Keep expectations calibrated: even under trial conditions with motivated, monitored participants, the average extra loss versus placebo was around 1 kg. Real-world results are likely smaller.
Who should skip
- Pregnant or breastfeeding individuals: Safety data are insufficient; avoid supplemental doses.
- People taking thyroid medication (levothyroxine): ALA may reduce thyroid hormone levels and interfere with medication efficacy (Segermann et al., 1991). Discuss with your prescriber first.
- People on chemotherapy: ALA's antioxidant activity may theoretically interfere with oxidative mechanisms used by some cancer drugs — discuss with your oncologist.
- People with thiamine (vitamin B1) deficiency: ALA can worsen thiamine status at high doses; this is particularly relevant in people with alcohol use disorder.
- Those with hypoglycemia risk or on diabetes medications: Because ALA can lower blood sugar, combining it with insulin or sulfonylureas may cause additive hypoglycemia.
- Children and adolescents: No safety or efficacy data exist for this population.
Bottom line
Alpha-lipoic acid has a biologically coherent story for fat loss and a small, real signal in randomized trials — but "small and real" is doing a lot of work in that sentence. A 1–2 kg difference versus placebo over several months, primarily in people with metabolic disease, is not a compelling reason for a healthy adult to add another supplement and another expense to their routine.
If you have insulin resistance, metabolic syndrome, or type 2 diabetes and are already working with a clinician, ALA may offer modest complementary benefit and has reasonably well-characterized safety at 300–600 mg/day. For everyone else, the honest recommendation is to prioritize the interventions with far stronger evidence: a sustained calorie deficit, adequate protein, resistance training, and sleep. ALA is not a shortcut, and the current evidence does not support using it as one.
References
- Namazi N, Larijani B, Azadbakht L. (2017). Alpha-lipoic acid supplement in obesity treatment: A systematic review and meta-analysis of clinical trials. Clinical Nutrition, 37(2), 419–428.

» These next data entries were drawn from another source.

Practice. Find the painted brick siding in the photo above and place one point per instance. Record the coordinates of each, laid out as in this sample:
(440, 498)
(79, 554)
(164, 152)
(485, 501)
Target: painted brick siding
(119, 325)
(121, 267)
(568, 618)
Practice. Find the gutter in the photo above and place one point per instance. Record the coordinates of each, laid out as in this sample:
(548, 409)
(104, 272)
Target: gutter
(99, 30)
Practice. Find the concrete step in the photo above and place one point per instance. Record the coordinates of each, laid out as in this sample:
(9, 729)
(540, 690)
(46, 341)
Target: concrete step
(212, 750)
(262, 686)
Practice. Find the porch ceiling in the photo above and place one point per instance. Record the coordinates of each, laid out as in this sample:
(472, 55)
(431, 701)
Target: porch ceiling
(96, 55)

- Kucukgoncu S, Zhou E, Lucas KB, Tek C. (2017). Alpha-lipoic acid (ALA) as a supplementation for weight loss: results from a meta-analysis of randomized controlled trials. Obesity Reviews, 18(5), 594–601.
- Kim MS, Park JY, Namkoong C, et al. (2004). Anti-obesity effects of alpha-lipoic acid mediated by suppression of hypothalamic AMP-activated protein kinase. Nature Medicine, 10(7), 727–733.
- Shen QW, Zhu MJ, Tong J, Ren J, Du M. (2008). Ca2+/calmodulin-dependent protein kinase kinase is involved in AMP-activated protein kinase activation by alpha-lipoic acid in C2C12 myotubes. American Journal of Physiology — Cell Physiology, 295(5), C1216–C1221.
- Gleiter CH, Schug BS, Hermann R, et al. (1996). Influence of food intake on the bioavailability of thioctic acid enantiomers. European Journal of Clinical Pharmacology, 50(6), 513–514.
- Segermann J, Hotze A, Ulrich H, Rao GS. (1991). Effect of alpha-lipoic acid on the peripheral conversion of thyroxine to triiodothyronine. Arzneimittelforschung, 41(12), 1294–1298.